In some cities I visited recently (including Nottingham and Sheffield) there was no sense at all that a campaign was under way. People started handing out leaflets when our TV cameras were rolling, but quickly disappeared when we'd finished. We had to drive 10 minutes to find a single campaign poster. Most of the people we stopped in the street seemed blissfully unaware that a moment of decision was approaching.
Local government reformers feel this has been a huge missed opportunity. They continue to argue that the best, most vibrant cities in the world have elected mayors. Many simply can't understand why there's been such antipathy in the Midlands and North of England.

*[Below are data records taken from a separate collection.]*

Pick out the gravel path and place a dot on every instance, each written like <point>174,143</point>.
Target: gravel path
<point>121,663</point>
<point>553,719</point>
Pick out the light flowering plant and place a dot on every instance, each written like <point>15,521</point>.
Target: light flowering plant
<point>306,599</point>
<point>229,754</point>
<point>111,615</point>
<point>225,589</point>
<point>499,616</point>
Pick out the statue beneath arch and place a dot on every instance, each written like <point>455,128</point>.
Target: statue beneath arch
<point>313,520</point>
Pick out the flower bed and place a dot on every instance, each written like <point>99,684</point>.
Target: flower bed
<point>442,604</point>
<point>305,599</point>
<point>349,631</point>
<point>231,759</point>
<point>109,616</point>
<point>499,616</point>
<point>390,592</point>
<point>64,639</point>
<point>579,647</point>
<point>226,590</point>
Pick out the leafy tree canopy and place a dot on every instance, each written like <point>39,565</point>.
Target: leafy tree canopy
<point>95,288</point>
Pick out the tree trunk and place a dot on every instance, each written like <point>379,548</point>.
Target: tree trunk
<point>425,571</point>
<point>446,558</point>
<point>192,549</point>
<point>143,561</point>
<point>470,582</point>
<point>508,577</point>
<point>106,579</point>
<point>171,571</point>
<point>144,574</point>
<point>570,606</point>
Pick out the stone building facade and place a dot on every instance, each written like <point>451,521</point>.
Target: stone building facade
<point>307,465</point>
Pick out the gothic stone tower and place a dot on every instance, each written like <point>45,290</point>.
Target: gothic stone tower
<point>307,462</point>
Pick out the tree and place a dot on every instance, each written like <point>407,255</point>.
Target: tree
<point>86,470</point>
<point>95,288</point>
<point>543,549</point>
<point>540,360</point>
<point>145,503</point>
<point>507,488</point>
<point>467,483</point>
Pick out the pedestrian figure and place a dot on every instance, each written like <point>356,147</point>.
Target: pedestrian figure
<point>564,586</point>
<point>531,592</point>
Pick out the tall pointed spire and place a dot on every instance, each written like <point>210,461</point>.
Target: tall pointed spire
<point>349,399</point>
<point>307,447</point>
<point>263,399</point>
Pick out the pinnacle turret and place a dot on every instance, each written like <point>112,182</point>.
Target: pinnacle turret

Surely, they say, a high-profile visible mayor would give a city significant extra clout?
But, is it so much of a surprise? Most of the referendums that have been held in recent years on devolving power in England have failed (remember John Prescott's regional assemblies). Yes, people say they are frustrated and disillusioned with local government. There is, though, also a strong anti-politics current out there. With spending cuts being felt in many areas, the idea that the answer to a city's problems is another politician was anathema to many.
The other big problem for the "yes" campaign was a lack of clarity about exactly what powers these mayors would have. Voters were told that it would be up to mayors themselves to negotiate their extra powers once elected. But, there was no specific promise of extra money for cities that voted "yes". Indeed Manchester recently managed to argue for more funding without a mayor.
The Cities Minister Greg Clark has been putting a brave face on defeat today. He argues that the transition to a mayoral system may be an evolution rather than a revolution.
After all, he says, there are now elected mayors in London, Leicester, Liverpool, Bristol and Middlesbrough. Doncaster voted last night to keep its mayor despite a campaign to ditch the position. The suggestion is that people tend to warm to the idea of a mayor once the job is established.
But the overwhelming message from voters is that when it comes to mayors - they either don't want one, or don't really care.